But what had become of Red Humphrey? The instant he saw the game was up, he hurriedly mounted his horse, and eluded his pursuers. But he was not to escape much longer. The searching party which Poynter had led to the barn, disappointed there, scoured the neighbourhood; and at Prestwood the fugitive was taken, and committed to safe custody in Stafford Gaol. Even after they were secured, it was no easy matter to carry the other prisoners to Worcester. While they were “refreshing themselves” in an alehouse at Hagley—probably the tavern kept by Mrs Fynwood—a tumult arose among the people outside which almost led to their rescue; and a few miles from Hagley, Sir Thomas Undirhood and his company overtook the Sheriff, and vainly attempted to gain possession of them to take them back to Staffordshire. The Worcestershire men, however, held on grimly to their prize, and at last triumphantly lodged their prisoners in the gaol at Worcester.
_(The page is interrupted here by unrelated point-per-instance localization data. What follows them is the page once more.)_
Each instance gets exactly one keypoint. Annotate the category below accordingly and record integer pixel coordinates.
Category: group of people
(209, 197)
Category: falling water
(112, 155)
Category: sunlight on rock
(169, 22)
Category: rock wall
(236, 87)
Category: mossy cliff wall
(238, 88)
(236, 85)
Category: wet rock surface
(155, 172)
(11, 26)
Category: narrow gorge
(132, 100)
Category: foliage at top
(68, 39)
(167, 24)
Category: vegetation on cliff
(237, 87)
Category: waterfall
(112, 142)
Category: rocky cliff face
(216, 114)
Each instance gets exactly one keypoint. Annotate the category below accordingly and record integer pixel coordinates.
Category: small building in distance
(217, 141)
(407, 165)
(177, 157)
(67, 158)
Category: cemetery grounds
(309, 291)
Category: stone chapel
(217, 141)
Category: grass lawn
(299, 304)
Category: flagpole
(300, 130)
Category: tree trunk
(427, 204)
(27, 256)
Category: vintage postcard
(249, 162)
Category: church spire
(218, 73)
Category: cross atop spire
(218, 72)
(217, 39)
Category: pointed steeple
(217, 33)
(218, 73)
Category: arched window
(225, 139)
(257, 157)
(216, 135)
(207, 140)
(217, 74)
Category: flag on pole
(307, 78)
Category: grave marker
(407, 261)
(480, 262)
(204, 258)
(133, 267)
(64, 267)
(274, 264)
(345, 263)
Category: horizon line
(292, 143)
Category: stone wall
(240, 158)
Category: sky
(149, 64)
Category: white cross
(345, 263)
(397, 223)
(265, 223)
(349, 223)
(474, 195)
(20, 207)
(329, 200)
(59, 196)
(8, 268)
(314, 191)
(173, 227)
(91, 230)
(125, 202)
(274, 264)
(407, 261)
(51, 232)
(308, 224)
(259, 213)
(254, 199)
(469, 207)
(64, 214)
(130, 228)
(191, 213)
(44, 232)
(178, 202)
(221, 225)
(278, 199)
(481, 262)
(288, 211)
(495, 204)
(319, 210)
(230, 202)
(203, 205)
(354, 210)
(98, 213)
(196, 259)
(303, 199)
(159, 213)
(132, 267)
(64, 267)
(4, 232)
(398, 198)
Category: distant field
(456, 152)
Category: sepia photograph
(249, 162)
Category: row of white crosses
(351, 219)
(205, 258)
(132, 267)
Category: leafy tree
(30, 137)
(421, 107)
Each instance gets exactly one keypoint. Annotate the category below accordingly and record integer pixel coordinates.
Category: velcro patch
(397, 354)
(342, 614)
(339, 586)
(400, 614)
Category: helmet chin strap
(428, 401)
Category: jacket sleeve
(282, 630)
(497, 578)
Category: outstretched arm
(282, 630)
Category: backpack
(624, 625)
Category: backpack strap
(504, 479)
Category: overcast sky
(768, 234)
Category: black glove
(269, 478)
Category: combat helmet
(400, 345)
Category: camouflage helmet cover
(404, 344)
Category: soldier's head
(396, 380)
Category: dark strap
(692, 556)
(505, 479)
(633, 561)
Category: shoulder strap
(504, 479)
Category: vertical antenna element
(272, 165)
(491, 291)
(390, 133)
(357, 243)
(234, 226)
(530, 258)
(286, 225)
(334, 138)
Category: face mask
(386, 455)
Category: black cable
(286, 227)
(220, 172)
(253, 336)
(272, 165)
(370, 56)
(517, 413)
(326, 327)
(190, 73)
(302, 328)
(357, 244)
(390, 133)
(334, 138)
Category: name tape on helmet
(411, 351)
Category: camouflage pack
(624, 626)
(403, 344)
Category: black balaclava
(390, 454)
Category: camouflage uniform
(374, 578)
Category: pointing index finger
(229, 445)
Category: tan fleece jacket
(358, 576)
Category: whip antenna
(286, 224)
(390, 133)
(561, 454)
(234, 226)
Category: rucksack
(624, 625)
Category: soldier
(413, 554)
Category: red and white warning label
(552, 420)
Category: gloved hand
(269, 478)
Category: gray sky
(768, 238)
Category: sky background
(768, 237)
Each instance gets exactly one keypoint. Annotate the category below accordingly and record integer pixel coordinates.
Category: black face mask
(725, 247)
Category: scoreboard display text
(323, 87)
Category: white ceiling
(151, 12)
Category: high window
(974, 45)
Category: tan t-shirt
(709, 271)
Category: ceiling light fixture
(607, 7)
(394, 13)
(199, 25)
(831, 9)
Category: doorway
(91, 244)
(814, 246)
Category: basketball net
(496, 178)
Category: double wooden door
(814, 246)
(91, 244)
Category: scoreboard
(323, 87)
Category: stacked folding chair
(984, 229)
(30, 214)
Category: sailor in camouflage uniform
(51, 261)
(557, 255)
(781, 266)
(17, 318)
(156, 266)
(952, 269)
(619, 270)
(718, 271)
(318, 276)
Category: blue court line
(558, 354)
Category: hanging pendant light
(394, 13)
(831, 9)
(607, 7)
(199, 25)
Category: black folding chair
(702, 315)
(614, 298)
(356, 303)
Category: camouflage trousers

The examinations of the culprits in London went on. They were mainly characterised by Mr Fawkes’s contradictions on every occasion of something which he had previously said; by the addition of a little information each time; and by the very small amount of light that could be obtained from any outsiders. On his third examination, Mr “John Johnson” owned that his name was Guy Fawkes; that he was born at York, the son of Edward Fawkes, a younger brother, who had left him “but small living,” which he ran through with equally small delay. He denied on his conscience that he was in orders, “major or minor, regular or secular”: on which occasion he told the truth. Fawkes added that he did not now desire to destroy the King.
“It is past,” he said, “and I am now sorry for it, for that I now perceive that God did not concur with it.”
He admitted also the design on the Lady Elizabeth, but he still declined to name his accomplices, and proved obdurate to all attempts—and the attempts were basely made—to persuade him to accuse the prisoners in the Tower, of whom the chief was Sir Walter Raleigh. The utmost he could be induced to admit concerning this point was that it had been “under consultation that the prisoners in the Tower should have intelligence” of the intended plot, and that Raleigh and several others had been named in this connection.
“We should have been glad to have drawn any, of what religion soever, unto us,” he said: “we meant to have made use of all the discontented people of England.”
But he would not allow, even to the last, that any communication had actually been made.
In his fourth examination Fawkes gave the names of those who had been “made privy afterwards,” but he still refused to reveal those of the original traitors. He was accordingly put to the torture. Gentle or ungentle, this worked its office: and on the ninth of November, after half-an-hour on the rack, Fawkes recounted the names of all his accomplices. He made also an admission which proved of considerable importance—he mentioned a house in Enfield Chase, “where Walley (Garnet) doth lie.”
Every examination is signed by the prisoner. To the first he signs “Guido Faukes” in a free, elegant Italian hand, the hand of an educated man. But it is pitiful to see the few faint strokes which sign the fifth, even the “Guido” being left unfinished. He is supposed to have fainted before the word could be written. The subsequent reports are fully signed, and in a firmer hand; but the old free elegant signature never comes again.
That night an unheard-of event occurred at the White Bear. Hans Floriszoon was two hours late in coming home.
“My lad!” said Edith, meeting him in the hall, “we feared some ill had befallen thee.”